Europe's Crop of 'Billion-Dollar Babies'

Not long ago, you could count the number of European tech startups that went on to become giants on one hand. Now all that is beginning to change

Heidelberger Druckmaschinen (HDDG.F), a German printing press manufacturer with annual revenues north of €4 billion ($5.9 billion) and operations in over 175 locations, is based just 12 miles from the Walldorf headquarters of German software giant SAP (SAP). The companies' board members often meet on the golf course. Not surprisingly, Heidelberger is a long-time SAP customer.

Until now, that is. Heidelberger is experimenting with rival products from a Swedish upstart called Qliktech that makes business intelligence software—tools to help companies analyze and interpret information stored in corporate databases. Heidelberger tried out Qliktech's software first in Eastern Europe and the U.S., and the results were so good that Michael Neff, the company's chief information officer, is undertaking a companywide rollout.
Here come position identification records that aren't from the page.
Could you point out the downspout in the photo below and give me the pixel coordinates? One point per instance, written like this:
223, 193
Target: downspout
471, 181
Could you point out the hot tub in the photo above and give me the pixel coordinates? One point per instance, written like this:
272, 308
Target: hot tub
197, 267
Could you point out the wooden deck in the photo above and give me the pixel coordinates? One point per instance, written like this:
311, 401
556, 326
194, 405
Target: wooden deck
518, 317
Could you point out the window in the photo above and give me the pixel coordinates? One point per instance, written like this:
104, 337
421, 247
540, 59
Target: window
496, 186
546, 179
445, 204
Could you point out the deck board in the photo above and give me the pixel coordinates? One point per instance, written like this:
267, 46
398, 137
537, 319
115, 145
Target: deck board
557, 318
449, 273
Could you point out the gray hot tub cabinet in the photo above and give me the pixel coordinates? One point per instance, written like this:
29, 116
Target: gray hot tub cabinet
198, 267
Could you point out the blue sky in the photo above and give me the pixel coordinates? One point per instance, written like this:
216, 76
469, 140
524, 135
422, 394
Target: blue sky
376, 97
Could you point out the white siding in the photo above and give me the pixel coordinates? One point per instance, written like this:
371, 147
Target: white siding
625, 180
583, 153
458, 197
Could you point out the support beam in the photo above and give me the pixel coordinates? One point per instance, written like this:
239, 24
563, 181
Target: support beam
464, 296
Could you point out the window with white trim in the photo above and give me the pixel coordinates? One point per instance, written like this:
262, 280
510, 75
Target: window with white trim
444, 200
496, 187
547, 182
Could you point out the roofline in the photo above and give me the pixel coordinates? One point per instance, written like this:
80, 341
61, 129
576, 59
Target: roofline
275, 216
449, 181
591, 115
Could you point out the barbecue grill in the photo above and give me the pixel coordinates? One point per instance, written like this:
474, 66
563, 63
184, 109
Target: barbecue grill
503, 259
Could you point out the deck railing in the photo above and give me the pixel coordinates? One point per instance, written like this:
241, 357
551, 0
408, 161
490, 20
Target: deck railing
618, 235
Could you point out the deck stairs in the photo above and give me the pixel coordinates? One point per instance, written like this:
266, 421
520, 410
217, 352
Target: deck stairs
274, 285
A startup kicking out SAP? A few years ago that would have been unthinkable. But Qliktech's rapid rise is symbolic of the maturation of Europe's tech sector and a new, more vigorous environment for newcomers with the chops to become global players. A decade ago you could count the number of European tech startups that went on to become industry giants on one hand; now they're popping up from Sweden to Spain.

Equally important, a growing number of startups are managing to achieve valuations of a billion dollars or more, whether by going public or in acquisitions by other companies. From Internet telephony wunderkind Skype, which was bought for $2.6 billion in 2005 by eBay, (EBAY) to Dutch mapping outfit Tele Atlas (TA.AS), which is in the process of being acquired by navigation specialist TomTom (TOM2.AS) for $4.3 billion, European companies are at last hitting the kinds of numbers that investors have long seen in Silicon Valley.

Serial Entrepreneurs

To be sure, the number of venture-backed companies with U.S. exits of $1 billion or more outstripped those in Europe by four to one in 2007, according to market tracker VentureOne. But European companies are closing the gap, thanks to an improved venture capital network and the emergence of better managers—including a crop of so-called serial entrepreneurs who are launching their second or third companies.
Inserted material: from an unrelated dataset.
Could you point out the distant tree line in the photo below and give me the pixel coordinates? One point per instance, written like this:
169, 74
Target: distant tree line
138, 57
Expect Europe's billion-dollar club to get bigger. Index Ventures, a Geneva venture capital firm that backed two of Europe's highest-profile exits—Skype and MySQL, an open-source database company sold to Sun Microsystems (JAVA) in January for $1 billion—is launching a new high growth fund in Europe aimed at helping more companies turn into huge success stories.

Giuseppe Zocco, a co-founder of Index Ventures and one of the leaders of the new $590 million growth fund, argues that Europe now has a "critical mass" of startups with the potential to become global market leaders. "There are a lot of European companies founded in the past 5 to 10 years that can, with the right support, become billion-dollar companies," he says.

The new Index fund aims to fill a gap between investments focusing on seed and early-stage companies and the growing number of late-stage investors moving into larger technology and life-sciences deals. It expects to make placements of between $30 million and $74 million in European-based startups.